John McMartin

John McMartin is one of those "You know, that guy who was in..." actors. His decades-long career began with an appearance in a small role in the durable TV omnibus series "Armstrong Circle Theater" (1958). Not long after this, he landed his first significant New York stage part as Corporal Jester, one of a pair of bickering lovers, in the long-running spoof musical "Little Mary Sunshine" (1959). The role was enormously beneficial not only to McMartin's career, but also to his personal life--he won a Theater World Award for his performance, and went on to marry the show's producer, Cynthia Baer, with whom he had two daughters.
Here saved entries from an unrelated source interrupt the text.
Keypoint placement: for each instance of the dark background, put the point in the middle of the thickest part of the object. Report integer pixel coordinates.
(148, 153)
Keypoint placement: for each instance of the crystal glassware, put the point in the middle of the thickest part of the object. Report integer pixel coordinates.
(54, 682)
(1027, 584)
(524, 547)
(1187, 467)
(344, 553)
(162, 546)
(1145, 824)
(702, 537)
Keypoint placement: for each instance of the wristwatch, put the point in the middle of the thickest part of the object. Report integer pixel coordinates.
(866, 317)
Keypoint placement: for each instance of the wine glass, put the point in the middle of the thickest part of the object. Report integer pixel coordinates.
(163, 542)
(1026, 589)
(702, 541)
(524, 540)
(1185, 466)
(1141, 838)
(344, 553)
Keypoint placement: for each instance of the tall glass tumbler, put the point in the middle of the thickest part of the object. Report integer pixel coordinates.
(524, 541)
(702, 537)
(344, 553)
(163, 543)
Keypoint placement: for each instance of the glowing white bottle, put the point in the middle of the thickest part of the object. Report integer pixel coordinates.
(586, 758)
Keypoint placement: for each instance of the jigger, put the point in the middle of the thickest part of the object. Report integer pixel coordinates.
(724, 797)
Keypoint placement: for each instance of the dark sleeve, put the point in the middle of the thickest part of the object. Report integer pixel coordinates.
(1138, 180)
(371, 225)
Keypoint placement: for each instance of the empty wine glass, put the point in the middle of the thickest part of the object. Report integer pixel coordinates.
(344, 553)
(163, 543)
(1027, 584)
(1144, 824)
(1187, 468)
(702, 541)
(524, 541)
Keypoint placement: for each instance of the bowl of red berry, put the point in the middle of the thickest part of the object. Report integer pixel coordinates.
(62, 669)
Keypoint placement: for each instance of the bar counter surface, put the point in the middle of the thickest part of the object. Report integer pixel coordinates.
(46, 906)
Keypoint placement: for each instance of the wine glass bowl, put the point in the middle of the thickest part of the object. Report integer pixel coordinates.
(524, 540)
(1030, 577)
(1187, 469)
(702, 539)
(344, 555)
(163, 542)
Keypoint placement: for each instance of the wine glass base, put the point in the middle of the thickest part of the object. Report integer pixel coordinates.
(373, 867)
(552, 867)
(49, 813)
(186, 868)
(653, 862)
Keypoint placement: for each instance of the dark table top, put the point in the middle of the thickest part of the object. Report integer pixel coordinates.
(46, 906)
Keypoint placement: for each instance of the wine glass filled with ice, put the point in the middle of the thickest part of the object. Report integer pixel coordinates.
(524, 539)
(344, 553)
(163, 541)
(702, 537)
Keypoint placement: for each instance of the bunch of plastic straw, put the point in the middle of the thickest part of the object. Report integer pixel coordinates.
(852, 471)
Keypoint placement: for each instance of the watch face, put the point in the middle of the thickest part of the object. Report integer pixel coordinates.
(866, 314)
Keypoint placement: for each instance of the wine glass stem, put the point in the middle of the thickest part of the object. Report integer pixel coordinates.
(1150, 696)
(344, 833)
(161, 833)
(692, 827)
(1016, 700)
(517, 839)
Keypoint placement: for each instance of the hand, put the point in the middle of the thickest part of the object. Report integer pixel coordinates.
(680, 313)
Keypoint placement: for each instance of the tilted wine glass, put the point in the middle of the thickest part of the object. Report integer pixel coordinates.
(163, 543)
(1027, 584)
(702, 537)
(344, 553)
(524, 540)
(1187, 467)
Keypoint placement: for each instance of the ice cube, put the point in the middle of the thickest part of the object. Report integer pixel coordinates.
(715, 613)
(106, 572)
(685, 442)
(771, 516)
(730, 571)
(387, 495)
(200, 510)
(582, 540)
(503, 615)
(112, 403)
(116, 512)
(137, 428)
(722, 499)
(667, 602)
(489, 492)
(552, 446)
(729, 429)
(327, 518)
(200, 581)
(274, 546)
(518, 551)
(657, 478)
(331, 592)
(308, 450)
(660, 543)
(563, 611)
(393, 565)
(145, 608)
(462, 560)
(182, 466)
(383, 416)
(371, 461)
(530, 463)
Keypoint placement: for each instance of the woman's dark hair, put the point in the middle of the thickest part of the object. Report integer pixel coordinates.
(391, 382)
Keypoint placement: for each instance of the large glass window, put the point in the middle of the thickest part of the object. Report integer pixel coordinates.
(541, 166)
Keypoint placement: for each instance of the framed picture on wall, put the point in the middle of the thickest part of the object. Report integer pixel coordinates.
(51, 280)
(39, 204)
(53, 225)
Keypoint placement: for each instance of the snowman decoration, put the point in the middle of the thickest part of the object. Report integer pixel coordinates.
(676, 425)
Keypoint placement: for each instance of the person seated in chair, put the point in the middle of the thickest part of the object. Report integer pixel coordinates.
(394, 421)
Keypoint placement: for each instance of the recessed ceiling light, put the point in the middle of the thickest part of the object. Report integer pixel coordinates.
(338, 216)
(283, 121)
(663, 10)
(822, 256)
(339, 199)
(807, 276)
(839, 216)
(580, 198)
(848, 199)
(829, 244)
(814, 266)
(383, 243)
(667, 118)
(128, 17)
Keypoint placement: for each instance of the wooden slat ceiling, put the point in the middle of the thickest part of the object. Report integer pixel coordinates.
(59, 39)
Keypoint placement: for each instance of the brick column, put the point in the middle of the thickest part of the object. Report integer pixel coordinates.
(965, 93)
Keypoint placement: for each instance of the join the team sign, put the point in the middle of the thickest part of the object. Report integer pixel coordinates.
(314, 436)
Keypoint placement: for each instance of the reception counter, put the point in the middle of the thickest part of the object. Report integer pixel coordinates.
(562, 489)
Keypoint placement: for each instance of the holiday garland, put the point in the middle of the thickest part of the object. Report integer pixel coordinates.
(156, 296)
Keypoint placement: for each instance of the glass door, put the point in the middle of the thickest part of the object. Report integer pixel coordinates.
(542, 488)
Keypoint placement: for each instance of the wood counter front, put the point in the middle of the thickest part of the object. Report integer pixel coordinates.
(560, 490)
This was the start of a very long and busy career in the Big Three--TV, movies, and theater. Among his dozens of televised appearances were multi-episode roles in the police drama "Hawaii Five-O" (1971), the popular nighttime soap-opera "Falcon Crest" (1985), and the dark HBO prison drama "Oz" (2000). In film, he showed up in a small role as a journalist in the Watergate thriller "All The President's Men" (1976) and a larger one as wealthy businessman Huntington Hartford in the 2004 sex-researcher biopic "Kinsey," among many other movies. He also originated the role of the shy Oscar Lindquist in the hit Broadway musical "Sweet Charity" (1966), and played and sang the part in the 1969 film adaptation of the same name.